Maintenant, elle attendait. Peut-être qu'elle arriverait à trouver une solution à cette impasse dans les prochains jours. Peut-être même qu'elle pourrait demander à McGonagall de changer son rôle dans l'histoire. Mais Hermione savait qu'il n'y avait pas d'autres solutions. Sans qu'elle ne le veuille, elle venait d'intégrer le groupe des Serpentard. Certains semblaient même l'apprécier. Et c'était ce qui comptait pour la mission. N'est-ce pas ?

Merlin. Elle avait envie de pleurer.

Elle ne fit pas attention aux expressions de son visage ni à la lueur de désespoir qui prit forme sur ses traits. Elle se pensait seule, protégée. Mais elle avait tort. Les lèvres tremblantes, elle luttait contre le torrent d'émotion qui faisait tempête en elle. Elle pouvait le faire, se convainquit-elle pour la centième fois. Il suffisait seulement qu'elle laisse son côté éthique et moral de côté. Rien de trop difficile. N'est-ce pas ?
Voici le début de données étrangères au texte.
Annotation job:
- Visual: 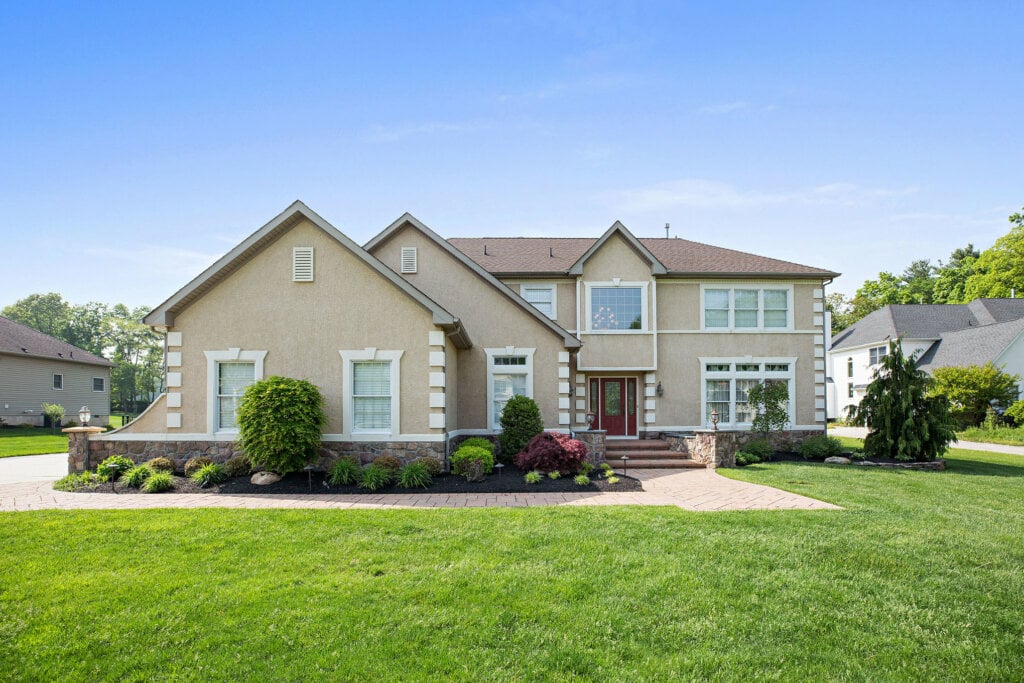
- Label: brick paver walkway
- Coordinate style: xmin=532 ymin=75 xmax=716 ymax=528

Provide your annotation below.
xmin=0 ymin=470 xmax=841 ymax=511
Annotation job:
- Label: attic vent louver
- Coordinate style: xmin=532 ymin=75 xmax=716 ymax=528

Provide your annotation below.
xmin=401 ymin=247 xmax=417 ymax=272
xmin=292 ymin=247 xmax=313 ymax=283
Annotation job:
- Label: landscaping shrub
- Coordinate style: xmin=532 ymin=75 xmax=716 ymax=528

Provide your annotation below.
xmin=413 ymin=456 xmax=444 ymax=477
xmin=327 ymin=457 xmax=362 ymax=486
xmin=191 ymin=463 xmax=227 ymax=488
xmin=121 ymin=465 xmax=153 ymax=488
xmin=522 ymin=470 xmax=544 ymax=483
xmin=238 ymin=376 xmax=327 ymax=474
xmin=459 ymin=436 xmax=495 ymax=453
xmin=142 ymin=472 xmax=174 ymax=494
xmin=146 ymin=456 xmax=174 ymax=472
xmin=498 ymin=396 xmax=544 ymax=463
xmin=224 ymin=456 xmax=253 ymax=477
xmin=373 ymin=456 xmax=401 ymax=474
xmin=452 ymin=445 xmax=495 ymax=476
xmin=398 ymin=462 xmax=433 ymax=488
xmin=740 ymin=438 xmax=775 ymax=462
xmin=515 ymin=432 xmax=587 ymax=474
xmin=185 ymin=456 xmax=213 ymax=477
xmin=53 ymin=470 xmax=103 ymax=490
xmin=797 ymin=434 xmax=843 ymax=460
xmin=359 ymin=465 xmax=391 ymax=490
xmin=96 ymin=456 xmax=135 ymax=481
xmin=736 ymin=451 xmax=762 ymax=467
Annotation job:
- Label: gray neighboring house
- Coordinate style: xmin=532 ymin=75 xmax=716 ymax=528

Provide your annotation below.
xmin=0 ymin=316 xmax=114 ymax=426
xmin=828 ymin=299 xmax=1024 ymax=419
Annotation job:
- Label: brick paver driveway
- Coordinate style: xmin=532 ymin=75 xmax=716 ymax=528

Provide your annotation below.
xmin=0 ymin=470 xmax=841 ymax=511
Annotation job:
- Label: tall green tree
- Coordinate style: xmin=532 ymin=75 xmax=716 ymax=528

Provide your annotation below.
xmin=932 ymin=362 xmax=1021 ymax=427
xmin=965 ymin=208 xmax=1024 ymax=301
xmin=854 ymin=339 xmax=956 ymax=462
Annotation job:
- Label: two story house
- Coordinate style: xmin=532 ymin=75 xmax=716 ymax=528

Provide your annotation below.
xmin=90 ymin=202 xmax=838 ymax=471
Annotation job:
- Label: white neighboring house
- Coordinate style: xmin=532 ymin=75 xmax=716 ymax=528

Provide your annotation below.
xmin=828 ymin=299 xmax=1024 ymax=420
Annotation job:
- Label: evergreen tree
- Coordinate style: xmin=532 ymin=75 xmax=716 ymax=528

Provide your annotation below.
xmin=855 ymin=339 xmax=956 ymax=462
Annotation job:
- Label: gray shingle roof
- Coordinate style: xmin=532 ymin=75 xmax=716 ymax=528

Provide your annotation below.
xmin=0 ymin=315 xmax=114 ymax=368
xmin=918 ymin=317 xmax=1024 ymax=372
xmin=449 ymin=238 xmax=839 ymax=278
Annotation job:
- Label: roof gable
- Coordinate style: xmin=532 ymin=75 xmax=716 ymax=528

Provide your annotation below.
xmin=143 ymin=200 xmax=470 ymax=347
xmin=365 ymin=212 xmax=582 ymax=348
xmin=0 ymin=315 xmax=114 ymax=368
xmin=568 ymin=220 xmax=668 ymax=275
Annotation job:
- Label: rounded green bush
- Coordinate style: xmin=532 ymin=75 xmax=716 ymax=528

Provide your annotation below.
xmin=142 ymin=472 xmax=174 ymax=494
xmin=96 ymin=456 xmax=135 ymax=481
xmin=238 ymin=376 xmax=327 ymax=474
xmin=185 ymin=456 xmax=213 ymax=477
xmin=452 ymin=445 xmax=495 ymax=476
xmin=121 ymin=465 xmax=153 ymax=488
xmin=498 ymin=396 xmax=544 ymax=463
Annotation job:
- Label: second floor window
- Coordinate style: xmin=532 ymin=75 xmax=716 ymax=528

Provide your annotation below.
xmin=703 ymin=287 xmax=790 ymax=330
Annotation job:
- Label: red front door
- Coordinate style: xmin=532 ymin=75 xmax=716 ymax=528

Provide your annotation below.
xmin=591 ymin=377 xmax=637 ymax=436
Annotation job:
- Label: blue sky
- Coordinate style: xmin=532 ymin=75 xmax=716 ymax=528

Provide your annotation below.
xmin=0 ymin=2 xmax=1024 ymax=306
Sacre bleu, pensa-t-elle, épuisée.

« Dure journée, Granger ? »

Elle sursauta si violemment sous l'intonation de Malfoy qu'elle en échappa son livre. Avant de pouvoir amorcer le moindre geste, le grand blond se retrouvait à ses pieds, reprenant son dû, les yeux sérieux. Il analysa la page de couverture de son roman et un sourire inquisiteur se dessina sur ses lèvres.

« Pas un mot de plus, Malfoy », soupira-t-elle sachant qu'il allait se moquer d'elle.

« Nos faces cachées de Amy Harmon, vraiment ? »

« C'est un excellent livre ! »

« Oui, tu avais l'air bien perdue entre les pages, c'est certain. »

Elle rougit d'embarras sous son observation moqueuse. Il était vrai qu'elle n'était pas des plus concentrée, mais elle avait lu ce roman plus de sept fois. Et il était impossible qu'elle le lui dise.

« Pourquoi est-ce que des choses horribles arrivent à des gens bien ? » demanda Malfoy, les yeux ailleurs.

Hermione en eut le souffle coupé. Il venait de citer le roman et son cœur en fit un bond. Elle connaissait les futures paroles sur le bout de la langue et sans même s'en rendre compte, elle lui offrit la réponse :

« Parce que des choses horribles arrivent à tout le monde. Mais on est tellement pris par nos vies merdiques qu'on ne voit pas ce qui se passe chez les autres. »

Il hocha la tête sous sa réplique. Emprisonné dans un autre monde, Draco semblait flotter sur un horizon impossible à atteindre. Peut-être réfléchissait-il à ce qu'ils venaient de se dire. Peut-être même qu'il remettait en question certaines de ses actions passées. Elle n'en était pas certaine. Sa seule certitude, c'était que la gorge serrée, les yeux brillant de larmes, Hermione comprit qu'elle continuait de sombrer. De sombrer pour le Prince des Serpents. Et il n'avait rien fait pour qu'elle craque ainsi. Elle était la seule fautive. Il avait fallu qu'il cite un de ses livres préférés pour lui arracher son cœur. Il avait fallu qu'il se laisse aller à une certaine vulnérabilité, même si lointaine, pour que le palpitant de la Gryffondor se mette à battre la chamade. Elle était perdue. Incontestablement. Pour lui. Et rien ni personne n'arriverait à la sauver de ce précipice.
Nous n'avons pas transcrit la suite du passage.